The object of this practice is to let the attention rest with each body part, simply noticing what is happening there, what sensations are taking place, moment-by-moment. In the process we practice cultivating an attitude of impartial awareness, that is, not having to judge the experiences as good or bad, right or wrong, nor do we need to cling to the bits we like and push away the bits we don’t like. Even if there is a relative lack of sensation in one or other part of the body, we simply notice that lack of sensation. It is helpful to practice being at ease with our moment-by-moment experience just as it is, even if it is uncomfortable. We may soon discover reactivity to emotional and physical discomfort, amplifying our experience of it and the suffering it produces. There is no need to change your experience from one state to another, or to make something happen. Our state will change from moment to moment without us having to do anything. Just flow with it.
You may also observe the mind judging, criticising, worrying or becoming distracted. These are simply mental experiences, like the physical sensations, to observe non-judgmentally as they come and go. As often as the attention wanders from an awareness of the body part you are with at that moment, simply notice where the attention has gone and gently bring it back. It is not a problem that thoughts come in, or the mind becomes distracted. The mind is just doing what the mind does. Thoughts become a problem only if we make them one. A sense of clarity or insight often arises during the meditation practice that leads to a temptation to start planning things or sorting out problems during meditation. As tempting as that is, defer such activities until after the practice is over, and then use the mindful state of mind for useful work. Let the transition from formal mindfulness meditation practice in stillness to being informally mindful while engaged in daily activities be a seamless one.
It may not be obvious to us throughout the formal mindfulness practice, but we are not only practicing attention. We are also practicing cognitive abilities, such as curiosity, an attitude of acceptance, non-attachment, an ability to distinguish between imagination and reality, being present, equanimity, patience and even courage. When we regularly practice it in the chair, we soon find that we increasingly take these qualities into our day when we get out of the chair.
Meditating on the breath
Just as the attention can be focused on the body, focusing on the breath can also be particularly useful for mindfulness meditation practice. The attention can be settled on the breath as it passes in and out of the body. The point of focus could be right where the air enters and leaves through the nose, or it could be where the stomach rises and falls with the breath.

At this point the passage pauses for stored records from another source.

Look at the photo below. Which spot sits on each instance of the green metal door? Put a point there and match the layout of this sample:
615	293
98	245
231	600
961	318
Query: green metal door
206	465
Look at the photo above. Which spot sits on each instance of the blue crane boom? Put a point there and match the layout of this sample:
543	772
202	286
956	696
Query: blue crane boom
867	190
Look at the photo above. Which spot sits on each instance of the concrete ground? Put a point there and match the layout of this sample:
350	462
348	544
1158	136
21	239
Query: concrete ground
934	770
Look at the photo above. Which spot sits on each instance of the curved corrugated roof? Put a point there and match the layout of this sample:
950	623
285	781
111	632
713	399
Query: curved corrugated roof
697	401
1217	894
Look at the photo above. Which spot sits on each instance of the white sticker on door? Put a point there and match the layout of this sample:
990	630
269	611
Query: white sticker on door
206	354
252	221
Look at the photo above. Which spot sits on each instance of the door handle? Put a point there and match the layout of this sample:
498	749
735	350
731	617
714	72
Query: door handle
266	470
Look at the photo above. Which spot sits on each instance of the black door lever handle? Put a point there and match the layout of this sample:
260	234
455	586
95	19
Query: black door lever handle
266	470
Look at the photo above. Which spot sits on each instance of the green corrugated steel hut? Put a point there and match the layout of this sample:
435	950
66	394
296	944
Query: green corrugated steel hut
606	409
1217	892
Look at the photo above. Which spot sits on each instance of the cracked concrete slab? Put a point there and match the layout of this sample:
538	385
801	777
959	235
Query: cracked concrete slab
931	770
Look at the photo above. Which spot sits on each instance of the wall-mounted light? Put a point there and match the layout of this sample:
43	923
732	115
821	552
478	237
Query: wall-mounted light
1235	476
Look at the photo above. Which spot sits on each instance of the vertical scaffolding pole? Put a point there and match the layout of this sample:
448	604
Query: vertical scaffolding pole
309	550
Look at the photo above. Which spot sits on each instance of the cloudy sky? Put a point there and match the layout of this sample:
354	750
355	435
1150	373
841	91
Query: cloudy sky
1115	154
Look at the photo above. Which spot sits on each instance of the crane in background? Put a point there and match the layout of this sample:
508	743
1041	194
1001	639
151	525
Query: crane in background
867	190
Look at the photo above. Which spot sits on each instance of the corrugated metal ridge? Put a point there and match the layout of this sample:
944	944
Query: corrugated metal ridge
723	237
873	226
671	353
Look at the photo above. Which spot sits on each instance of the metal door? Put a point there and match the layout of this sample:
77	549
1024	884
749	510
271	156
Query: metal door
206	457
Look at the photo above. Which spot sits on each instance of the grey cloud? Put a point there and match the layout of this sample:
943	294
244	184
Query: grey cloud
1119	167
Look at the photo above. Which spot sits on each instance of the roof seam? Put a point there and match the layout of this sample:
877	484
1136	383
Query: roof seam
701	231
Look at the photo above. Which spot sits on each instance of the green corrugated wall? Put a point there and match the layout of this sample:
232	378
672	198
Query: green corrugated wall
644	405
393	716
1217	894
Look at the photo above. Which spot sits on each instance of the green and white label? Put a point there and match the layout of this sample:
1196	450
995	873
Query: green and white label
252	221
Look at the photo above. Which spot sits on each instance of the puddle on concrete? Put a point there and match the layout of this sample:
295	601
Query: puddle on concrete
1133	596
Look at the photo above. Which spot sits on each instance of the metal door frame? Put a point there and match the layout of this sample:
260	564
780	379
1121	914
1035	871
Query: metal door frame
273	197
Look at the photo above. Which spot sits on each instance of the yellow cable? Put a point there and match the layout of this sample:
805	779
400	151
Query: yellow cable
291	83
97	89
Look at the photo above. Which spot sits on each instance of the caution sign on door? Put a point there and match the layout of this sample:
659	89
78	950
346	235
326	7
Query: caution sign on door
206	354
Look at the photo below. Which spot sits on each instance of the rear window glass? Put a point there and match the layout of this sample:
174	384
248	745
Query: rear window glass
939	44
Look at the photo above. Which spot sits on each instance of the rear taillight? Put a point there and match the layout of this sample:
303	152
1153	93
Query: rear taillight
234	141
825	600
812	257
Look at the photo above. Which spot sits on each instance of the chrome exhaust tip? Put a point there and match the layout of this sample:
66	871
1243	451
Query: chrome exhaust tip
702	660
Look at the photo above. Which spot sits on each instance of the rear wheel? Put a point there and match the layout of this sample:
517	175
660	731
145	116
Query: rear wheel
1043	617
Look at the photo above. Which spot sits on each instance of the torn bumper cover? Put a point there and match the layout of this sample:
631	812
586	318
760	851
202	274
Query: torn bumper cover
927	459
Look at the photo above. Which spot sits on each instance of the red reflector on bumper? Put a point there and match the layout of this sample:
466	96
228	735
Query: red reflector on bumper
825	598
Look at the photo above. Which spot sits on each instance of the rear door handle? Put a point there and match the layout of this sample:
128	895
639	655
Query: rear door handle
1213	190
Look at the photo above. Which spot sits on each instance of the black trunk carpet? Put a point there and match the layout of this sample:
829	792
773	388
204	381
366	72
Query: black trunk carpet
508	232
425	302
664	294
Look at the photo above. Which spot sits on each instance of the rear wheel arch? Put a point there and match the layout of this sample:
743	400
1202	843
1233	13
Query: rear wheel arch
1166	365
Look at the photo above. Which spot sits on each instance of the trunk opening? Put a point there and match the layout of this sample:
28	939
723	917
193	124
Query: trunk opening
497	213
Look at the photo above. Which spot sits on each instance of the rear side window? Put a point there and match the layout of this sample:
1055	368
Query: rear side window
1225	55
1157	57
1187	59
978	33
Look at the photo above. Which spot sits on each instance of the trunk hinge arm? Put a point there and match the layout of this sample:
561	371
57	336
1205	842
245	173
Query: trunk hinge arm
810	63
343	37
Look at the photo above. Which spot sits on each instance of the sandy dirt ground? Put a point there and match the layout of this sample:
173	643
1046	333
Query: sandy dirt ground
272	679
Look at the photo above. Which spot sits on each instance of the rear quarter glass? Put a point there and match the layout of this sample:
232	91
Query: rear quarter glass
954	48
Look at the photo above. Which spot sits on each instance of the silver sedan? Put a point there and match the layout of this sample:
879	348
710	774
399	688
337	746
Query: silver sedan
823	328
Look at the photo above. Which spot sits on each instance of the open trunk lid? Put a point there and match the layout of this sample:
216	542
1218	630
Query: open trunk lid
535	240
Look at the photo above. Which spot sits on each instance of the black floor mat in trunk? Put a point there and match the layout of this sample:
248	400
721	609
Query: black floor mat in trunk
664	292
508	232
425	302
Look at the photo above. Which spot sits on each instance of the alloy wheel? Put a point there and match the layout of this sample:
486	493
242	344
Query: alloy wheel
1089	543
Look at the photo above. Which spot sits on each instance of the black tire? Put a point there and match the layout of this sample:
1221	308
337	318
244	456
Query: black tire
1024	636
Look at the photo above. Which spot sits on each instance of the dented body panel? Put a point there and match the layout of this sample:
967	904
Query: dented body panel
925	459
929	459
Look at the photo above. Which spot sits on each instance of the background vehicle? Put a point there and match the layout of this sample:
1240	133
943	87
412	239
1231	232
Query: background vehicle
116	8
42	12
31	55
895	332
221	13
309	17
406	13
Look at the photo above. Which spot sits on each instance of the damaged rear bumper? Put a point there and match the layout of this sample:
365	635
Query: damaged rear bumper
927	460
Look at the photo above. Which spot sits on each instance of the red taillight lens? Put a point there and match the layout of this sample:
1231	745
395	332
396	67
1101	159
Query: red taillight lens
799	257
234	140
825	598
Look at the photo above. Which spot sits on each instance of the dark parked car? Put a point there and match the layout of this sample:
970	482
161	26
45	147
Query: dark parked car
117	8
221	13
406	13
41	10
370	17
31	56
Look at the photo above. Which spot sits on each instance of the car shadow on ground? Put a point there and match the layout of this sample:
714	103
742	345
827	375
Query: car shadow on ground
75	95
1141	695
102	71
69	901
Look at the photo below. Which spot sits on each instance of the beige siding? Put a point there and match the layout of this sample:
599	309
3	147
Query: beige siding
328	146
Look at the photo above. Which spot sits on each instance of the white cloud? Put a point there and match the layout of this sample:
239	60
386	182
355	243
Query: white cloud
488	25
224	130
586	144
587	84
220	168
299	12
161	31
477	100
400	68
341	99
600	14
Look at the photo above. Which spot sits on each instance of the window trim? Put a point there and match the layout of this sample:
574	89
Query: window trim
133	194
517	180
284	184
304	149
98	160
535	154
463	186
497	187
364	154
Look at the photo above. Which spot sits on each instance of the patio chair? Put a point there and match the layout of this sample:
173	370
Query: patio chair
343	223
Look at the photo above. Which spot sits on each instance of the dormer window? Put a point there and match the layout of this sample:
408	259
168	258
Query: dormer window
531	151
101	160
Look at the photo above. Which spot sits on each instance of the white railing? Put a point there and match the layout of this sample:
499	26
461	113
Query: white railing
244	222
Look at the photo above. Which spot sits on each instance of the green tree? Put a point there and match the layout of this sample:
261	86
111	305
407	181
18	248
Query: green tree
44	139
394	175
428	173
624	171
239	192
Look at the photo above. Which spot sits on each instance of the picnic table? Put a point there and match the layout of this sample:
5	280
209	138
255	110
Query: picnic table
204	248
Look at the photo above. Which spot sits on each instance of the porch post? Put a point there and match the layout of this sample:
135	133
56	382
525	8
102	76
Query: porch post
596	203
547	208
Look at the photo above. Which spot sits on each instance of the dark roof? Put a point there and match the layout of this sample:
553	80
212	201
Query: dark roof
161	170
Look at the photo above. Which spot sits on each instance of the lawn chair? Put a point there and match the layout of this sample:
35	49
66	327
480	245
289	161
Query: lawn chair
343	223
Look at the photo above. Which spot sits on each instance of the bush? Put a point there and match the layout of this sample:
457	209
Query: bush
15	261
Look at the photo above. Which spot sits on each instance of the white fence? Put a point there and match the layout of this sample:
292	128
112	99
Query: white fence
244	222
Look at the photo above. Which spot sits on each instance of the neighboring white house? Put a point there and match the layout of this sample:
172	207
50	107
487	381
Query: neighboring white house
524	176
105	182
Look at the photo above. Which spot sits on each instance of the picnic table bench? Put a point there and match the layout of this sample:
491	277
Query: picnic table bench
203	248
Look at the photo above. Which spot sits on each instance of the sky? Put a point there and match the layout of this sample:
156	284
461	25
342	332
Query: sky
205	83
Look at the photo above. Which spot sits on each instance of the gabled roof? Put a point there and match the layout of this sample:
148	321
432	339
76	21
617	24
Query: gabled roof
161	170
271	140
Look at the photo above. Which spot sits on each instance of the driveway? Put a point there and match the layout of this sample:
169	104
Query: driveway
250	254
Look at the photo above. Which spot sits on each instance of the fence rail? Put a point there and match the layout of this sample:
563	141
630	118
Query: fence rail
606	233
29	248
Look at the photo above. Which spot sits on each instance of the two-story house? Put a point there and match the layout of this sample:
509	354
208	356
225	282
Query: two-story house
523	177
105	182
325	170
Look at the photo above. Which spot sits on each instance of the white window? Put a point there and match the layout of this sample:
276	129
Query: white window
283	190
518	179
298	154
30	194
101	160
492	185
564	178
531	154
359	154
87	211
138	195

Just as with the body scan, no force is required. Here there is no need to regulate the breathing. Let the body do that for you. Again, if distracting thoughts and feelings come to awareness, carrying the attention away with them, just be aware of them, but let them come and go by themselves. The less we do the better. There is no need to ‘battle’ with them or ‘get rid’ of them. There is no need even to try and stop these thoughts coming into the mind, nor to try and force them out. Trying to force thoughts and feelings out just feeds them with attention, makes them stronger, and increases their impact. Simply practice being less preoccupied about them or reactive to them. They will settle by themselves and all the more quickly if we learn not to get involved in them. Like trains of thought, we don’t have to fight with the trains or stand in front of them, but nor do we need to get on them just because they are there.